The Jacobs’ spread is on top of the highest hill in Mountrail County. From the front steps of our old green farm house you can see 20 miles in every direction except north—and that’s only because that old green farm house is behind you. I was very young when I learned the beauty of the wide and handsome sky and the solace of the wrinkled prairie hills. By the time I was eight I knew where every crocus and buttercup would blossom in the spring and where every wild rose would appear as June ended. The hills all have names which I gave them, and the valleys also. I remember the names, though I have never shared them. I feel as close to that earth as ever I have to anything that could not answer my mumblings.

I have a lapel button, left over from the sixties when such things were popular, that says “Celebrate Life.” The hills of home taught me the truth of that motto and convinced me that working for a life all men might celebrate is a high calling.
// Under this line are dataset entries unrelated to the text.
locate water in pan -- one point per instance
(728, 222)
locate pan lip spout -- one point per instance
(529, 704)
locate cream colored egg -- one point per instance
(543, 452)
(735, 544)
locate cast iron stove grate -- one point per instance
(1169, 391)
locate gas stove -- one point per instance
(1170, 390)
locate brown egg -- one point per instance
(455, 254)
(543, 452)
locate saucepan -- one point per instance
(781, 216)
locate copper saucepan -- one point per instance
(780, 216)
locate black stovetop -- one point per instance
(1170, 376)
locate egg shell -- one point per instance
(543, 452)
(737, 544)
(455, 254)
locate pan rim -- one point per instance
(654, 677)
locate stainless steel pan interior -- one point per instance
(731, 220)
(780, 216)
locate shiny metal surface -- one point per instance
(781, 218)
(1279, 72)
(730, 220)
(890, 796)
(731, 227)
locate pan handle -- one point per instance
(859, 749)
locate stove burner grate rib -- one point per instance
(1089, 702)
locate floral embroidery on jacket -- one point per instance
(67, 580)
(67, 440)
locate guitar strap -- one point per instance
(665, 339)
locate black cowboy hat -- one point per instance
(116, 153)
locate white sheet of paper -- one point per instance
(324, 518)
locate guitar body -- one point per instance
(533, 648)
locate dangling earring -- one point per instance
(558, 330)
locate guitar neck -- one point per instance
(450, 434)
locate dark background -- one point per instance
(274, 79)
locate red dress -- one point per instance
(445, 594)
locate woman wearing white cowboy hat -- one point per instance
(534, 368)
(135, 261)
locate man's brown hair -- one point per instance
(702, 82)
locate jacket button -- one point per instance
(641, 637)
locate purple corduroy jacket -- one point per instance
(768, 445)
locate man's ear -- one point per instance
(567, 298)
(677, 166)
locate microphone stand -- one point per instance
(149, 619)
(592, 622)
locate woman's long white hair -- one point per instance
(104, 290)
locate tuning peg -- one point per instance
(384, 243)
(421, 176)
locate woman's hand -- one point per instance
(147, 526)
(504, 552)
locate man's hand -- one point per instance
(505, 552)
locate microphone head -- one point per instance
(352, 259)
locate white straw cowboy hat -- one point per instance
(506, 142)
The hills of home—how I missed them when I went away. My wife still has the troubled letters of a lonely, messed up kid who went off to St. Louis, a great, hot and stinking city, to be a radical and change the world; then to Seattle to stare at mountains which he could never see because the smoke of the city hid their loveliness. That lonely kid came running home and married the rancher’s daughter.

My first real job out of college was at Dickinson and I hadn’t been in that friendly town a week when I began hearing about coal. Within a month, I knew what was in store for this glorious country I came home to and have no wish to be driven from. I began writing about coal and our future. I am still writing about coal and I suspect I will be for a long, long time.

This book is the result of four years of fact gathering and idea sifting. There is much that is personal in it, delivered out of a passionate attachment to this country. There is much that is technical and uninteresting. I hope that all of it can help as we struggle to make decisions about the kingdom we inherit.


Surely those words of introduction, and the content of "One Time Harvest" by Mike Jacobs are some of the most important words ever written about North Dakota. There are not a lot of copies of “One Time Harvest” around, although I’d bet many North Dakota libraries have one. It was poorly bound, and I have two copies that are in pieces, as well as a pretty good one I found at a rummage sale a few years ago. It is pleasantly designed, and illustrated with drawings and photos by a couple of young North Dakotans Jacobs encountered along the way, Kari Armstrong and Clay Jenkinson. As we’ve moved from the last quarter of the 20th century to the first quarter of the 21st century, and from coal development to oil development, I think we have to be constantly vigilant, and learn from development mistakes of the past. Unfortunately, I don’t see another North Dakotan out there as articulate as young Mike Jacobs, to caution us along the way. But many of the lessons learned and the laws passed in the 1970’s are serving us well today. I ran into an oil patch county commissioner last weekend, and during our visit about what’s going on out there, he said “This is going to be one wild summer.” More about that later.

1 comment:

fred schumacher said...

There are no governors left who will bus your dishes, like Art Link did, when you have a talk with him in the capitol lunch room and the staff has left for the day. That kind of care and carefulness resulted in our spoil banks being returned in the order they came out and the surface reestablished with prairie. Because of the EPA, we no longer accept smoggy skies as normal. But today's grade of politicians is more of a throwback to the days of Boss McKenzie. "Let her rip boys. There's nothing here but money and the faster you get it out the better." But there's always a comeuppance. Out of seeming nowhere comes an oil price crash, and the demigods return to being mere mortals.